For someone of my age, who works in a very demanding job, has a wife and 2 yr old child, and tries to get some time to myself, making friends is not easy.

It seems that the modern workplace has developed into a substitute for the friendships we all used to have outside the workplace. We are able to bond with our co-workers, but only so far. On occasion, however, we can push those boundaries and develop a real sincere friendship with another. Even then, however, the impact of a work friendship on others has to be carefully considered. Sometimes we are all boxed in by a world in which having real friends is seen as a distraction.

Friends are important. As much as we all get from our family and our work, we still need more. We need someone with whom to just chat , someone for sharing secrets, someone with whom to discuss the relative strengths of Godzilla v. Mothra. Simple things that help ground us in the larger social fabric and remind us of the essential truth that no one lives alone.
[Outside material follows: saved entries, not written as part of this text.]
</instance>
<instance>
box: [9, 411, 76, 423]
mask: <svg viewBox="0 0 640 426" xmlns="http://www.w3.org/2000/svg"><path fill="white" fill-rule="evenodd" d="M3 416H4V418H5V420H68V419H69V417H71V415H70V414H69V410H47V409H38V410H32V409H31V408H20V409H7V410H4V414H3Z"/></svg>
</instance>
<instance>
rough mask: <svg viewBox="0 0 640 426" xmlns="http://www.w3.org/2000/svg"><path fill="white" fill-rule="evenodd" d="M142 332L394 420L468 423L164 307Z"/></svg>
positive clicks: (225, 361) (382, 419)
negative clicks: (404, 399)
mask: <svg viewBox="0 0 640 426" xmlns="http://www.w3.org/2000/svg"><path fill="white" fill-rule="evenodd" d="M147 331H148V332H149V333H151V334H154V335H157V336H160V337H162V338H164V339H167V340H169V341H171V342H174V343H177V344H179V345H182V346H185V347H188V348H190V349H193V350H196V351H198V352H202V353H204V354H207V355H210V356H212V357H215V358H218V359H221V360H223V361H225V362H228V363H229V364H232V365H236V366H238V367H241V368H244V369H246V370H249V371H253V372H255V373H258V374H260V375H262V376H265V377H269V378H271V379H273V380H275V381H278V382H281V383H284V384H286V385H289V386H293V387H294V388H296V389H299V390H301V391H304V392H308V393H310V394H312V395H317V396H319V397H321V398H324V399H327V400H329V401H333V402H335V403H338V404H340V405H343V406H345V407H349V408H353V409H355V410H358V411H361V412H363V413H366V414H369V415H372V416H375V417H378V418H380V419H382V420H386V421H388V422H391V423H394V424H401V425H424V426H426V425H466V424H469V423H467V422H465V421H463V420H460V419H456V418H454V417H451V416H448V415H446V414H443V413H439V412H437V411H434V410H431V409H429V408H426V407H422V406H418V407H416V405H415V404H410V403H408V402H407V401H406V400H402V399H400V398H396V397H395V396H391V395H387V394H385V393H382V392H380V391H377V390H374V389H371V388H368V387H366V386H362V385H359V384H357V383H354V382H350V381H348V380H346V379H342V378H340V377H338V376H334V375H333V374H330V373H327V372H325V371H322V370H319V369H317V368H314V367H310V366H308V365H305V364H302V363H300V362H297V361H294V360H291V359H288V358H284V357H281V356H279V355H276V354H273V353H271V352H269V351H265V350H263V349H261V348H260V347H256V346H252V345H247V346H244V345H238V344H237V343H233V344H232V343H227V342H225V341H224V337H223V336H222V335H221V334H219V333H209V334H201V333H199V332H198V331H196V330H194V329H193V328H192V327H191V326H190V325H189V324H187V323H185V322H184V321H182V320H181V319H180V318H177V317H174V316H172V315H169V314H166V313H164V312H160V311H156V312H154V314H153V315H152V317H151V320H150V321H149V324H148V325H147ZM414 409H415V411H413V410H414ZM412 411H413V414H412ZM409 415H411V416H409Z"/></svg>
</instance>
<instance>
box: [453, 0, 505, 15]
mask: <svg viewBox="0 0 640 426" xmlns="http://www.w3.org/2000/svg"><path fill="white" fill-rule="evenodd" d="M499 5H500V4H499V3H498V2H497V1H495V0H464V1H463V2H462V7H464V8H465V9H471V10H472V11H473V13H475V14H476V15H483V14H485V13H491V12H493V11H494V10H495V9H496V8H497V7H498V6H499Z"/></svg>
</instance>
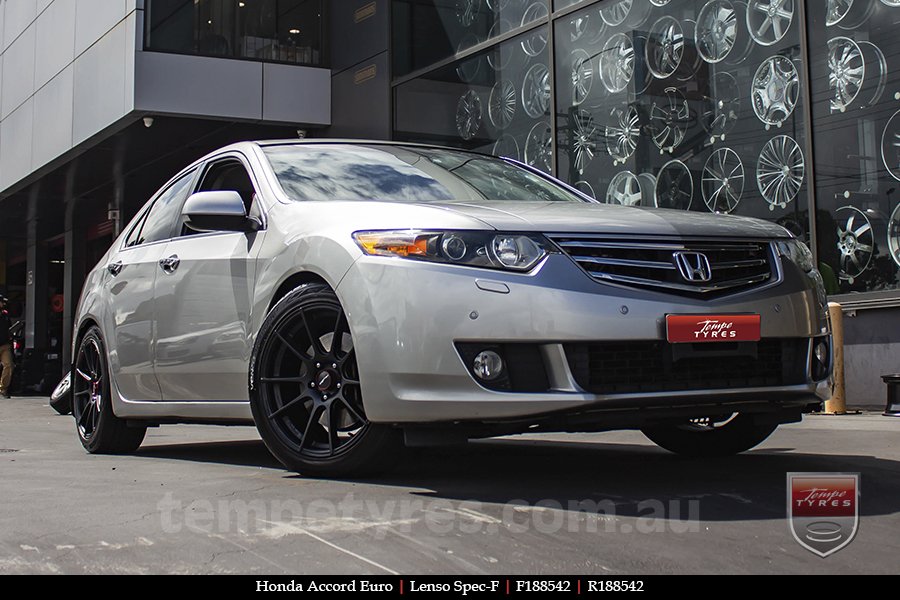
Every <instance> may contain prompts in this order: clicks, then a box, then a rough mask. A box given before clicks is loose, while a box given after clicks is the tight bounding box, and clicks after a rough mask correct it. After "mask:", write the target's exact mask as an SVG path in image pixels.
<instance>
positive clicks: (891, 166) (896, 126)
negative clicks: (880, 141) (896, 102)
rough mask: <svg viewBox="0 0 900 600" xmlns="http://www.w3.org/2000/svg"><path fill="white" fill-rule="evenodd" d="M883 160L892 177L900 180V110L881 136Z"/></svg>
mask: <svg viewBox="0 0 900 600" xmlns="http://www.w3.org/2000/svg"><path fill="white" fill-rule="evenodd" d="M881 160H882V162H883V163H884V166H885V168H886V169H887V170H888V173H890V174H891V177H893V178H894V179H898V180H900V110H898V111H897V112H895V113H894V116H892V117H891V118H890V120H889V121H888V123H887V125H886V126H885V128H884V133H882V134H881Z"/></svg>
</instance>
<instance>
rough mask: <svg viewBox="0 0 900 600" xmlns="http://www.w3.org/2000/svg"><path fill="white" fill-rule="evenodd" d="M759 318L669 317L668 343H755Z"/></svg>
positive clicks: (666, 323) (737, 315)
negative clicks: (748, 342) (712, 342)
mask: <svg viewBox="0 0 900 600" xmlns="http://www.w3.org/2000/svg"><path fill="white" fill-rule="evenodd" d="M760 323H761V319H760V317H759V315H668V316H666V336H667V338H668V340H669V342H670V343H673V344H687V343H708V342H758V341H759V339H760Z"/></svg>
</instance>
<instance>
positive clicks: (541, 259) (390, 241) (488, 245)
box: [353, 229, 549, 271]
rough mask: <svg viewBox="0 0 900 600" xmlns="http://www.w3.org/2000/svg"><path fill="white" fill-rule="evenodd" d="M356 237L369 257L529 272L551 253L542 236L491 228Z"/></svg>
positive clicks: (384, 233)
mask: <svg viewBox="0 0 900 600" xmlns="http://www.w3.org/2000/svg"><path fill="white" fill-rule="evenodd" d="M353 239H354V240H356V243H357V244H358V245H359V247H360V248H362V251H363V252H365V253H366V254H368V255H370V256H399V257H401V258H410V259H413V260H424V261H428V262H436V263H444V264H452V265H464V266H467V267H481V268H485V269H505V270H510V271H529V270H531V269H532V268H534V266H535V265H537V264H538V263H539V262H540V261H541V260H543V258H544V257H545V256H547V254H548V248H549V244H548V242H547V241H546V240H544V238H543V237H541V236H539V235H527V234H518V233H495V232H490V231H419V230H414V229H413V230H403V231H360V232H357V233H354V234H353Z"/></svg>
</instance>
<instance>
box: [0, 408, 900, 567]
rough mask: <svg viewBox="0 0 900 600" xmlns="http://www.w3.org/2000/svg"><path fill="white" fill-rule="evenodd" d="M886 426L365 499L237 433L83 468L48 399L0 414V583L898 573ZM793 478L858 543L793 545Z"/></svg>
mask: <svg viewBox="0 0 900 600" xmlns="http://www.w3.org/2000/svg"><path fill="white" fill-rule="evenodd" d="M898 434H900V418H887V417H882V416H880V415H877V414H874V413H869V414H864V415H857V416H844V417H831V416H818V415H817V416H810V417H807V418H806V419H805V420H804V422H803V423H802V424H796V425H788V426H783V427H781V428H779V430H778V431H777V432H776V433H775V434H774V435H773V436H772V437H771V438H770V439H769V440H768V441H767V442H766V443H764V444H763V445H762V446H760V447H759V448H758V449H756V450H754V451H752V452H749V453H747V454H744V455H741V456H737V457H732V458H728V459H714V460H691V459H684V458H680V457H677V456H674V455H671V454H669V453H667V452H665V451H663V450H660V449H658V448H656V447H655V446H654V445H652V444H651V443H650V442H649V441H647V440H646V439H645V438H644V437H643V436H642V435H641V434H640V433H637V432H614V433H603V434H579V435H574V434H569V435H541V436H528V437H523V436H519V437H513V438H506V439H499V440H489V441H480V442H473V443H470V444H468V445H466V446H459V447H453V448H442V449H439V450H409V451H407V452H406V453H405V454H404V455H403V457H402V458H401V460H400V461H399V464H397V465H396V466H395V468H394V469H393V470H392V471H391V472H389V473H388V474H386V475H384V476H381V477H379V478H377V479H372V480H367V481H359V480H356V481H350V480H328V479H309V478H303V477H300V476H298V475H296V474H294V473H290V472H287V471H285V470H283V469H282V468H281V467H280V465H279V464H278V463H277V462H276V461H275V460H274V459H273V458H272V457H271V456H270V455H269V453H268V452H267V451H266V449H265V447H264V446H263V444H262V442H261V441H260V440H259V437H258V436H257V434H256V431H255V429H253V428H246V427H237V428H226V427H201V426H167V427H162V428H160V429H152V430H150V432H149V433H148V436H147V439H146V441H145V442H144V445H143V446H142V448H141V449H140V450H139V451H138V452H137V453H136V454H135V455H132V456H115V457H114V456H89V455H87V454H86V453H85V452H84V450H83V449H82V447H81V445H80V444H79V442H78V440H77V438H76V435H75V431H74V423H73V421H72V419H71V417H63V416H58V415H56V414H55V413H54V412H53V411H52V409H50V408H49V406H47V400H46V399H45V398H14V399H12V400H3V401H0V482H2V483H0V486H2V487H0V573H4V574H10V573H30V574H40V573H66V574H80V573H92V574H93V573H109V574H168V573H175V574H193V573H209V574H216V573H243V574H273V575H274V574H289V575H304V574H354V575H385V574H394V573H397V574H403V575H408V574H417V575H424V574H507V575H525V574H571V575H588V574H591V575H612V574H631V575H645V574H687V573H759V574H779V573H804V574H826V573H827V574H843V573H847V574H850V573H853V574H856V573H891V574H895V573H897V572H898V571H900V443H898V442H900V435H898ZM789 472H843V473H859V474H860V482H861V485H860V487H861V497H860V503H859V507H860V509H859V512H860V519H859V526H858V533H857V535H856V537H855V539H854V540H853V541H852V542H851V543H850V544H849V545H848V546H846V547H845V548H844V549H842V550H840V551H839V552H837V553H836V554H833V555H831V556H829V557H828V558H824V559H823V558H820V557H818V556H816V555H814V554H812V553H811V552H809V551H808V550H806V549H804V548H803V547H801V546H800V544H799V543H798V542H797V541H795V540H794V538H793V536H792V534H791V532H790V530H789V527H788V521H787V520H786V474H787V473H789Z"/></svg>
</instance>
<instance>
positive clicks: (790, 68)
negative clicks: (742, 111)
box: [751, 55, 800, 129]
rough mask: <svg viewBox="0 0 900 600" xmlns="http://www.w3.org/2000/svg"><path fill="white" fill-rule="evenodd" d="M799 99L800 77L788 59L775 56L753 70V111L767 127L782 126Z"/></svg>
mask: <svg viewBox="0 0 900 600" xmlns="http://www.w3.org/2000/svg"><path fill="white" fill-rule="evenodd" d="M799 99H800V77H799V75H797V69H796V68H795V67H794V63H792V62H791V60H790V59H789V58H786V57H784V56H781V55H776V56H773V57H771V58H768V59H766V60H765V61H764V62H763V63H762V64H761V65H760V66H759V68H758V69H757V70H756V74H755V75H754V76H753V83H752V84H751V100H752V103H753V112H755V113H756V116H757V118H759V120H760V121H762V122H763V123H764V124H765V125H766V129H768V128H770V127H781V126H782V125H783V124H784V122H785V121H786V120H787V119H788V118H789V117H790V116H791V115H792V114H793V112H794V108H796V106H797V102H798V101H799Z"/></svg>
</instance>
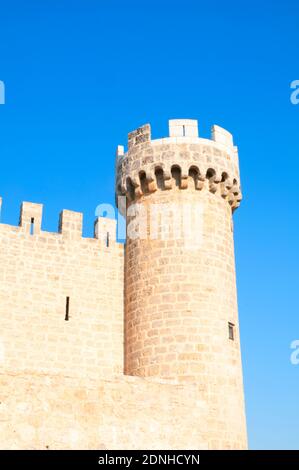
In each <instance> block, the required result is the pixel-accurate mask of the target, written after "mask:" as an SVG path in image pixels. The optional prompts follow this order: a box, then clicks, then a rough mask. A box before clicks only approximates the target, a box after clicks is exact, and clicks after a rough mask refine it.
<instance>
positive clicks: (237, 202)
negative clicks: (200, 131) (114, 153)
mask: <svg viewBox="0 0 299 470" xmlns="http://www.w3.org/2000/svg"><path fill="white" fill-rule="evenodd" d="M116 168H117V175H116V195H117V196H120V195H126V196H127V198H128V199H129V201H130V200H132V199H135V198H136V197H139V196H142V195H144V194H146V193H147V192H153V191H156V190H157V189H158V187H161V184H160V185H159V183H158V179H160V181H161V179H162V180H163V188H164V189H171V188H172V185H173V178H172V174H173V171H174V169H176V171H179V173H180V188H181V189H186V188H187V187H188V184H189V183H190V179H193V180H194V184H195V189H203V187H204V185H205V184H206V185H208V187H209V190H210V191H211V192H213V193H217V192H219V193H220V194H221V196H222V197H223V198H225V199H227V201H228V202H229V204H230V205H231V206H232V209H233V210H234V209H236V208H237V207H238V206H239V204H240V201H241V190H240V173H239V159H238V149H237V147H236V146H235V145H234V142H233V136H232V134H231V133H230V132H228V131H227V130H226V129H223V128H222V127H220V126H217V125H213V126H212V129H211V138H210V139H207V138H202V137H199V132H198V122H197V120H194V119H171V120H170V121H169V136H168V137H164V138H161V139H153V140H152V138H151V127H150V124H145V125H144V126H141V127H139V128H138V129H136V130H134V131H133V132H130V133H129V135H128V151H127V152H125V151H124V147H123V146H118V149H117V162H116Z"/></svg>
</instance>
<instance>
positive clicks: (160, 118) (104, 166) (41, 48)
mask: <svg viewBox="0 0 299 470" xmlns="http://www.w3.org/2000/svg"><path fill="white" fill-rule="evenodd" d="M298 46H299V3H298V1H296V0H293V1H290V0H285V1H275V0H272V1H268V0H267V1H264V0H263V1H261V0H259V1H256V0H253V1H250V2H239V1H230V0H228V1H226V2H223V1H215V0H214V1H211V2H207V1H205V2H204V1H199V0H194V1H191V0H184V1H180V2H178V1H176V0H172V1H170V0H164V1H163V0H160V1H157V0H150V1H146V0H144V1H134V0H126V1H116V0H109V1H108V0H107V1H104V0H84V1H83V0H80V1H78V0H68V1H67V0H59V1H58V0H51V1H50V0H43V1H38V0H35V1H32V0H27V1H26V2H25V1H23V0H22V1H21V0H19V1H15V0H10V1H9V2H1V5H0V80H3V81H4V82H5V85H6V104H5V105H3V106H0V136H1V138H0V162H1V167H0V168H1V169H0V195H1V196H2V197H3V199H4V204H3V213H2V221H3V222H5V223H11V224H17V221H18V215H19V205H20V203H21V201H23V200H27V201H28V200H29V201H33V202H42V203H44V222H43V228H44V229H45V230H56V229H57V223H58V214H59V212H60V210H61V209H62V208H67V209H72V210H78V211H82V212H84V218H85V224H84V225H85V227H84V233H85V235H87V236H90V235H91V233H92V225H93V221H94V211H95V207H96V206H97V204H99V203H102V202H114V193H113V184H114V153H115V148H116V146H117V145H118V144H125V143H126V139H127V137H126V135H127V132H129V131H131V130H133V129H135V128H136V127H138V126H139V125H141V124H144V123H147V122H150V123H151V124H152V132H153V135H154V137H162V136H165V135H166V134H167V121H168V119H169V118H197V119H198V120H199V126H200V132H201V135H202V136H206V137H207V136H209V128H210V126H211V125H212V124H219V125H221V126H223V127H225V128H227V129H229V130H230V131H231V132H232V133H233V135H234V138H235V142H236V144H238V146H239V153H240V164H241V172H242V173H241V175H242V185H243V194H244V201H243V203H242V205H241V208H240V209H239V210H238V211H237V212H236V214H235V240H236V257H237V273H238V289H239V310H240V321H241V336H242V353H243V363H244V380H245V392H246V406H247V421H248V431H249V443H250V447H251V448H269V449H275V448H278V449H279V448H280V449H283V448H284V449H287V448H295V449H299V433H298V423H299V400H298V395H299V365H298V366H294V365H291V363H290V354H291V350H290V343H291V341H293V340H294V339H299V309H298V305H299V298H298V297H299V296H298V292H299V289H298V277H299V276H298V269H299V268H298V266H299V256H298V240H299V222H298V190H297V187H298V181H297V177H298V171H299V132H298V129H299V105H297V106H294V105H292V104H291V102H290V93H291V91H290V82H291V81H293V80H296V79H299V68H298V65H299V60H298V57H299V47H298ZM219 347H220V345H219Z"/></svg>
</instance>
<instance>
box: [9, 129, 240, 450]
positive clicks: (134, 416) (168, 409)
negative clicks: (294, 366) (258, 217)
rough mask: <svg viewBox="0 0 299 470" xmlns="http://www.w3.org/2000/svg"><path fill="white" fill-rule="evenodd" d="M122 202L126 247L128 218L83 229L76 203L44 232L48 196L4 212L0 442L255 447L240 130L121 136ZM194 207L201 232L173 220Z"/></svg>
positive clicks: (182, 447) (151, 448)
mask: <svg viewBox="0 0 299 470" xmlns="http://www.w3.org/2000/svg"><path fill="white" fill-rule="evenodd" d="M116 199H117V201H118V204H119V209H120V211H121V212H122V213H123V214H125V215H127V218H126V223H127V228H128V229H129V228H130V231H131V236H128V237H127V241H126V244H125V245H123V244H121V243H119V242H118V241H117V236H116V221H115V220H112V219H108V218H98V219H97V220H96V223H95V236H94V238H83V237H82V214H81V213H77V212H71V211H68V210H64V211H63V212H62V213H61V216H60V221H59V231H58V233H50V232H46V231H44V230H42V205H41V204H33V203H27V202H24V203H23V204H22V207H21V214H20V223H19V226H18V227H14V226H10V225H5V224H3V223H2V224H0V247H1V250H0V266H1V269H0V448H1V449H244V448H246V447H247V437H246V421H245V412H244V397H243V381H242V366H241V354H240V339H239V324H238V308H237V295H236V279H235V263H234V245H233V222H232V213H233V211H234V210H235V209H236V208H237V207H238V206H239V204H240V200H241V192H240V176H239V164H238V152H237V148H236V147H235V146H234V144H233V138H232V135H231V134H230V133H229V132H227V131H226V130H224V129H222V128H221V127H219V126H213V128H212V136H211V139H205V138H200V137H199V136H198V125H197V121H195V120H171V121H169V137H166V138H162V139H156V140H152V139H151V129H150V126H149V125H145V126H142V127H140V128H139V129H137V130H136V131H134V132H131V133H130V134H129V139H128V150H127V152H125V151H124V148H123V147H122V146H119V147H118V148H117V156H116ZM153 208H154V209H156V208H159V209H161V208H162V212H160V213H159V214H158V215H157V214H156V216H155V217H154V230H153V228H152V226H150V225H153V224H150V223H149V222H150V221H151V220H152V219H151V218H150V216H149V214H150V212H151V211H152V209H153ZM180 208H181V209H183V210H182V211H180ZM194 208H196V211H194V210H193V209H194ZM170 209H171V210H170ZM189 209H190V211H189ZM154 212H155V211H154ZM187 212H188V214H189V216H188V220H189V221H191V225H190V227H191V226H193V225H192V224H193V222H194V221H195V220H196V221H197V222H198V223H197V224H196V230H191V229H190V230H185V231H184V230H183V231H182V230H181V228H182V223H180V224H178V230H173V220H174V219H175V218H178V217H179V218H180V220H181V215H180V216H178V213H180V214H183V216H184V214H185V213H187ZM190 214H191V216H190ZM185 220H187V218H186V219H185ZM183 228H184V222H183ZM168 229H169V230H168ZM170 232H171V233H170ZM190 234H191V235H190Z"/></svg>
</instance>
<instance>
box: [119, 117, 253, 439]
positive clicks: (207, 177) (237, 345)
mask: <svg viewBox="0 0 299 470" xmlns="http://www.w3.org/2000/svg"><path fill="white" fill-rule="evenodd" d="M116 194H117V196H118V199H119V201H120V203H119V206H122V211H124V204H123V202H122V203H121V201H123V200H124V199H125V200H126V206H127V230H128V232H129V236H127V242H126V247H125V365H124V367H125V373H126V374H127V375H133V376H140V377H155V378H158V379H163V380H166V381H170V382H175V383H181V384H185V385H186V384H187V383H190V384H196V385H197V387H198V397H199V399H200V400H202V401H203V403H204V404H205V405H204V406H205V407H206V409H207V410H208V413H207V419H206V421H205V422H200V423H198V426H199V427H201V428H202V432H203V436H205V438H206V439H207V441H208V442H209V448H246V446H247V438H246V422H245V413H244V397H243V380H242V365H241V354H240V339H239V323H238V307H237V295H236V277H235V260H234V242H233V221H232V213H233V212H234V210H235V209H236V208H237V207H238V206H239V204H240V200H241V192H240V176H239V164H238V152H237V148H236V147H235V146H234V144H233V138H232V135H231V134H230V133H229V132H227V131H226V130H224V129H222V128H221V127H219V126H213V128H212V136H211V140H210V139H205V138H199V136H198V126H197V121H195V120H171V121H170V122H169V137H166V138H163V139H157V140H151V130H150V125H145V126H142V127H140V128H139V129H137V130H135V131H134V132H131V133H130V134H129V140H128V151H127V153H125V152H124V149H123V147H121V146H120V147H118V151H117V178H116ZM120 196H123V197H122V198H119V197H120ZM186 227H187V228H186Z"/></svg>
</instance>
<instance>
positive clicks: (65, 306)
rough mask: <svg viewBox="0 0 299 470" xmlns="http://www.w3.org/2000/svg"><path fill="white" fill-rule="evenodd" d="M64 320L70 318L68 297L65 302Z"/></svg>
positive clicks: (67, 320) (65, 320)
mask: <svg viewBox="0 0 299 470" xmlns="http://www.w3.org/2000/svg"><path fill="white" fill-rule="evenodd" d="M64 319H65V321H69V319H70V298H69V297H67V298H66V303H65V318H64Z"/></svg>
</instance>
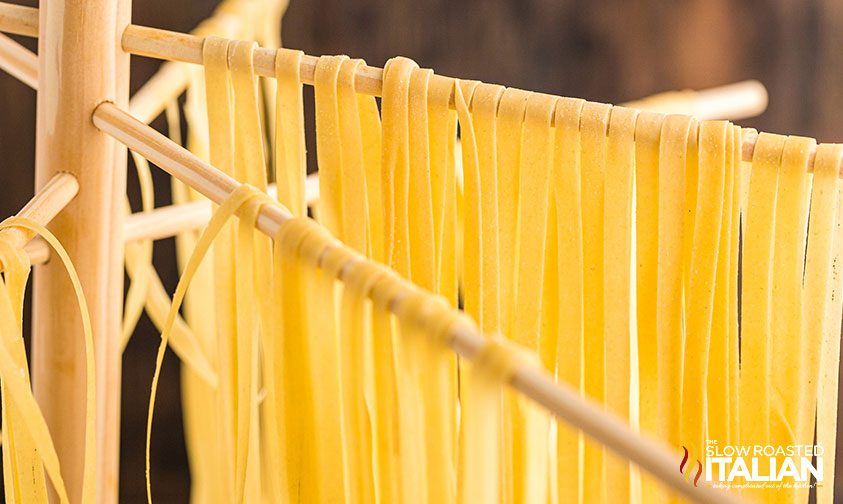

I am fortunate that I have made new friends as time passes (and as some friends fade into history). Some of these people became fast friends because there was some immediate connection. Others have taken time, but eventually became someone important in my life. All of these people bring something unique to how I view the world.

When I am feeling down I sometimes tell my wife that “I have no friends.” She then rattles off a list of the friends I have and I am forced to acknowledge the truth. The truth is I am very fortunate and become more fortunate every day.

So, if you are my friend, thank you.